Mon cœur se comprime dans ma poitrine. Je ne veux pas qu'il pense ça. Brevan n'a aucune raison de se détester.

- Quand tu dis des choses pareilles, ça me rend triste. Parce que je ne sais pas comment t'aider.

Il se mord la lèvre, baisse la tête et serre ses bras contre lui. Je suis le roi des imbéciles.
Sa respiration se fait plus rapide. Rusky remue la queue et cherche à lui faire lever la tête.
Il est en train de faire une crise et je ne sais pas quoi faire.
Inquiet, je me rapproche de lui et malgré un grognement du chien, je pose mon index sur son épaule. Je veux réellement l'aider. Brevan ne réagit pas et se met à marmonner plus fort, tenant ses jambes contre son torse cette fois.
Une seule solution s'offre à moi. J'attrape son portable et j'ai la chance de le voir déverrouiller. J'appelle sa mère sans attendre et elle décroche presque immédiatement.

- Brevan ? Il y a un problème ?

- C'est Arllem en fait et je crois que Brevan fait une crise. Il est en boule et il dit des trucs que je ne comprends pas. Je ne sais pas quoi faire.

- Je vais mettre au moins dix minutes à arriver. Pour essayer de le calmer, parle lui doucement, laisse lui de l'espace pour respirer et surtout, ne le touche pas.

- D'accord. Je reste au téléphone au cas où.

Toujours le portable dans la main, je reste par terre en face de lui. Rusky frotte son museau contre le cou de Brevan pour tenter de l'apaiser. Je pose le portable à côté de moi et prends une grande inspiration, puis expire. J'ai eu la chance d'expérimenter le yoga avec mon père. On a fait que trois séances, mais c'était plutôt sympa. Et ça me permet aujourd'hui de mieux gérer ma respiration et de pouvoir aider Brevan avec la sienne.
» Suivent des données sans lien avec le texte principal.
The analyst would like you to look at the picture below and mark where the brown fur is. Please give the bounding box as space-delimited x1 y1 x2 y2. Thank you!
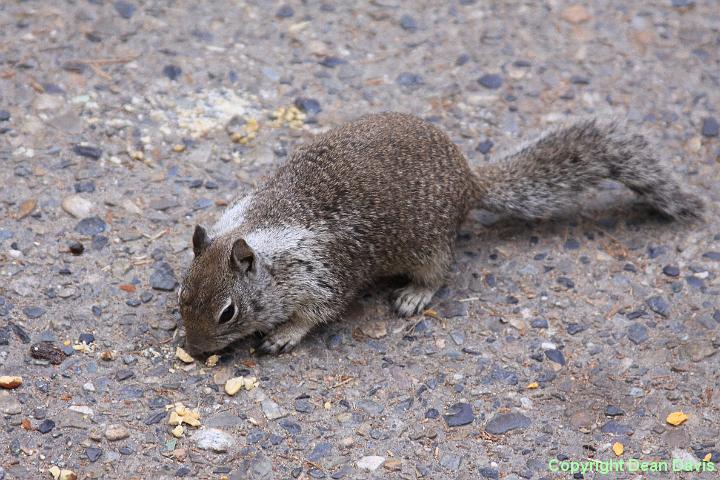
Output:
180 113 702 354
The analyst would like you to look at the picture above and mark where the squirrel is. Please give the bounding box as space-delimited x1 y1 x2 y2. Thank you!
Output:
178 113 703 357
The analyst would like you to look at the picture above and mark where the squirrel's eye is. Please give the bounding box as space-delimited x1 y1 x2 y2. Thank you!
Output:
218 303 235 323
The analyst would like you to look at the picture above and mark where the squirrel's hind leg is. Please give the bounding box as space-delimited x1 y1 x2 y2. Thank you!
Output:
393 249 452 317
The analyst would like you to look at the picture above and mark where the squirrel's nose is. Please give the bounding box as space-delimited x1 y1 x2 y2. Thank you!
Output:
183 339 208 360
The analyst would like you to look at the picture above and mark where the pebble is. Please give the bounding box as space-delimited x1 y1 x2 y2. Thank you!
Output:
440 453 462 471
73 144 102 160
475 140 495 155
545 349 565 365
75 217 107 237
278 418 302 435
38 419 55 434
605 405 625 417
150 262 178 292
260 398 287 420
113 0 136 20
628 323 650 345
702 117 720 138
61 194 94 218
563 238 580 250
294 97 322 116
478 73 502 90
703 252 720 262
530 318 549 328
600 420 634 435
275 5 295 18
443 403 475 427
485 413 531 435
68 241 85 255
645 295 670 318
163 65 182 81
561 5 591 25
308 442 332 462
105 423 130 442
23 307 45 319
395 72 423 87
193 428 235 453
663 265 680 277
400 15 417 32
357 455 385 472
30 342 66 365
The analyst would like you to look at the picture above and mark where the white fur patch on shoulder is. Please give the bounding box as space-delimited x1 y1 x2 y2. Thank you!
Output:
245 227 316 257
210 193 254 237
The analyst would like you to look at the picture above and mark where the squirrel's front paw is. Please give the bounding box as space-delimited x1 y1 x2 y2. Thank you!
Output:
260 323 307 354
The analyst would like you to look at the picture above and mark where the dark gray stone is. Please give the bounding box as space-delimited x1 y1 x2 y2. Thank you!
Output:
485 413 531 435
443 403 475 427
75 217 107 237
150 262 178 292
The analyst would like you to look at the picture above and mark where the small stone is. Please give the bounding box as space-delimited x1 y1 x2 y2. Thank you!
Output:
308 442 332 462
443 403 475 427
703 252 720 262
105 423 130 442
628 323 649 345
357 455 385 472
278 418 302 435
563 238 580 250
193 428 235 453
360 320 387 339
75 217 107 237
113 0 136 20
663 265 680 277
260 398 287 420
294 97 322 116
545 349 565 365
400 15 417 32
440 453 462 471
475 140 495 155
150 262 177 292
478 467 500 480
645 295 670 318
68 242 85 255
395 72 423 87
38 419 55 434
163 65 182 81
478 73 502 90
85 447 103 463
275 5 295 18
530 318 549 328
30 342 66 365
702 117 720 138
78 333 95 345
600 420 634 435
61 194 94 218
0 375 22 390
561 5 591 25
319 56 347 68
73 144 102 160
605 405 625 417
23 307 45 320
485 413 530 435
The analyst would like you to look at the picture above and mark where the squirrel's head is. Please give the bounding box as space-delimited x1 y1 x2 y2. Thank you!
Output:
178 225 269 356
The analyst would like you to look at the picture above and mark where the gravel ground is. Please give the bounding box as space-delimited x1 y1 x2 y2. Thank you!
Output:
0 0 720 479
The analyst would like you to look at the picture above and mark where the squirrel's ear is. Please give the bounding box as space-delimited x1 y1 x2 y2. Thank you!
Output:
193 225 210 257
230 238 255 273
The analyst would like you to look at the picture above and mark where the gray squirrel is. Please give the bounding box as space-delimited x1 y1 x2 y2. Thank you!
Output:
178 113 703 356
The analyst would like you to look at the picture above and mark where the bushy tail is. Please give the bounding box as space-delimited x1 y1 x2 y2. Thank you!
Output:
476 120 703 220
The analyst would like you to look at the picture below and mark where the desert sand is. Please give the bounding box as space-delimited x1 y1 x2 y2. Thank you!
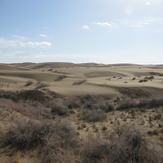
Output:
0 63 163 97
0 62 163 163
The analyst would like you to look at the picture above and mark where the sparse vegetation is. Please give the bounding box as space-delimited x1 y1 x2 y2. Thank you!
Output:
51 102 69 116
79 109 106 122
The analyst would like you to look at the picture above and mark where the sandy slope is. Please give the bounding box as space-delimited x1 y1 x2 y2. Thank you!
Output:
0 63 163 96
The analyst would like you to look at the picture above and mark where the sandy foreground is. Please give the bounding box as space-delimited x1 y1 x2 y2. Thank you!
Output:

Je respire fort, en faisant en sorte qu'il puisse se caler sur moi. Et ça semble fonctionner. Après plusieurs minutes, il devient plus calme. Ses yeux s'ouvrent, il s'assoit en tailleur comme moi et affiche un faible sourire.

- T'es beau quand tu souris, je lâche malgré moi.

Il sourit de plus bel. Je ne peux m’empêcher de faire pareille.

- Toi aussi, il chuchote.

Mon cœur se casse la figure. Je suis foutu.